Endocrine Society Tells FDA Testosterone Therapy Should Only Be for Men with Hypogonadism

Contact: Aaron Lohr
Director, Media Relations
Phone: 202.971.3654
alohr@endocrine.org
Contact: Jenni Glenn Gingery
Manager, Media Relations
Phone: 202.971.3655
jgingery@endocrine.org

Washington, DC—The Endocrine Society testified today at a meeting of the Food and Drug Administration (FDA) discussing the appropriate population for testosterone replacement therapy and the potential for adverse cardiovascular outcomes associated with its use. Though testosterone use has sharply increased among older men in the past decade, the Society told the FDA that testosterone therapy should be limited to men who meet the diagnostic guidelines for hypogonadism.

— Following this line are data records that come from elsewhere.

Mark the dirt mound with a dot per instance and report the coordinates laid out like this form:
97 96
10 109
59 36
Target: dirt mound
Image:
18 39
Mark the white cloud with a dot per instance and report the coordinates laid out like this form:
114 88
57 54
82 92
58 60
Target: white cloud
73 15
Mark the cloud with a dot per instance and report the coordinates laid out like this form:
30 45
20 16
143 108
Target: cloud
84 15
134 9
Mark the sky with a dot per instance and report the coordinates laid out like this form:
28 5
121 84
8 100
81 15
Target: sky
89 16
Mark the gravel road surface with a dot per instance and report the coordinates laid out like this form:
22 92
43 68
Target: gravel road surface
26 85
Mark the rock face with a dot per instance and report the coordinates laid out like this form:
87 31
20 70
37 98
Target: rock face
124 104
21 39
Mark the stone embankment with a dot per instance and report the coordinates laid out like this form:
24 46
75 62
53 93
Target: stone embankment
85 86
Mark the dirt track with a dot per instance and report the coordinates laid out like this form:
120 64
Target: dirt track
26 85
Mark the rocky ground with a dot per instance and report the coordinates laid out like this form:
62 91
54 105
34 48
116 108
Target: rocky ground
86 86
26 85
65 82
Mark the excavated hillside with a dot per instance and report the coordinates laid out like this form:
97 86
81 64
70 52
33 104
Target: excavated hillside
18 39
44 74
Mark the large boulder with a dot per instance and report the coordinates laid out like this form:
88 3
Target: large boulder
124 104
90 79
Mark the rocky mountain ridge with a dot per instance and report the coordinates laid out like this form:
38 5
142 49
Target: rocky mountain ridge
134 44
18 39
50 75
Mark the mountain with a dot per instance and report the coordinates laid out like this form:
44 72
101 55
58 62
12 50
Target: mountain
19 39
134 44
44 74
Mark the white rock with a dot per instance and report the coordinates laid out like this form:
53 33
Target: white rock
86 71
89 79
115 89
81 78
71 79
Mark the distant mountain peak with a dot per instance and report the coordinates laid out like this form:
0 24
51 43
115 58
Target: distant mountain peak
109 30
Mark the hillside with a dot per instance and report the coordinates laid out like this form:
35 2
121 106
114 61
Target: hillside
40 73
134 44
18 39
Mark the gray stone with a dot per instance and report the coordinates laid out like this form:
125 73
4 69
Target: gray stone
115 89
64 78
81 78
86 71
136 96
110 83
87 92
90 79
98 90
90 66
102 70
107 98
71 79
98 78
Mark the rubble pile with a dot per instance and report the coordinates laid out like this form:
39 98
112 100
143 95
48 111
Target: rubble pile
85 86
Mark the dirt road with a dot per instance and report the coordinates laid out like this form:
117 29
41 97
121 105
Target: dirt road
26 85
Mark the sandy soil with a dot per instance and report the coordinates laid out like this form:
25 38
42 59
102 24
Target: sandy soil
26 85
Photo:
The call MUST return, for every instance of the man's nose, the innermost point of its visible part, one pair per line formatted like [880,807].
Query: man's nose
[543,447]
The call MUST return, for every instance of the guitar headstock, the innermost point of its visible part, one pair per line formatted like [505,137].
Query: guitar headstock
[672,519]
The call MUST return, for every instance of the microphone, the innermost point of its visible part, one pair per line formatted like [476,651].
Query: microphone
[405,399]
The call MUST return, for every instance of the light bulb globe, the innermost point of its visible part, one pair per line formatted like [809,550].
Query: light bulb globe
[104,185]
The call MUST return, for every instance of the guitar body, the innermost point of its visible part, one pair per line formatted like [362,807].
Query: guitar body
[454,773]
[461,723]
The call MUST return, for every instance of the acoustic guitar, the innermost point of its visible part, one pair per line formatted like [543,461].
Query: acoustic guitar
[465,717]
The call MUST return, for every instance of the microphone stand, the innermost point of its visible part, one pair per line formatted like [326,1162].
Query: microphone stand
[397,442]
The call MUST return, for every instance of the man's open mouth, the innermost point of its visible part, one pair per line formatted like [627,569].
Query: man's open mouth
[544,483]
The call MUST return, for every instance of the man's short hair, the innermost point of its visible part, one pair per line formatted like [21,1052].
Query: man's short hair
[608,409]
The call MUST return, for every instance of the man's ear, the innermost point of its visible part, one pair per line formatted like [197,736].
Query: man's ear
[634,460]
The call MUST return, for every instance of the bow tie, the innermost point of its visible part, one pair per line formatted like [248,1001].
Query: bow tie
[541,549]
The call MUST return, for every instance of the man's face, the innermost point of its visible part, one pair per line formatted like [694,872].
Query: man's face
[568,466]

Testosterone is a key male sex hormone involved in maintaining sex drive, sperm production and bone health. Since testosterone levels tend to naturally decline as men age, lower levels of the hormone do not necessarily mean that an individual has hypogonadism, a condition that results from low testosterone. Clinical manifestations of hypogonadism may include decreased libido, erectile dysfunction, breast enlargement and infertility.

Testifying before the FDA joint meeting of the Bone, Reproductive and Urologic Drugs Advisory Committee and the Drug Safety and Risk Management Advisory Committee on behalf of the Endocrine Society, Ronald Swerdloff, MD, professor at the David Geffen School of Medicine at UCLA, said testosterone treatment should be limited to men who have clinical manifestations of hypogonadism and consistently low testosterone levels.

“The Endocrine Society also recommends that more data be collected on men of different ages to better establish the serum testosterone thresholds for specific organ-related symptoms and signs, and to determine which clinical manifestations will benefit from replacement testosterone therapy,” Swerdloff testified.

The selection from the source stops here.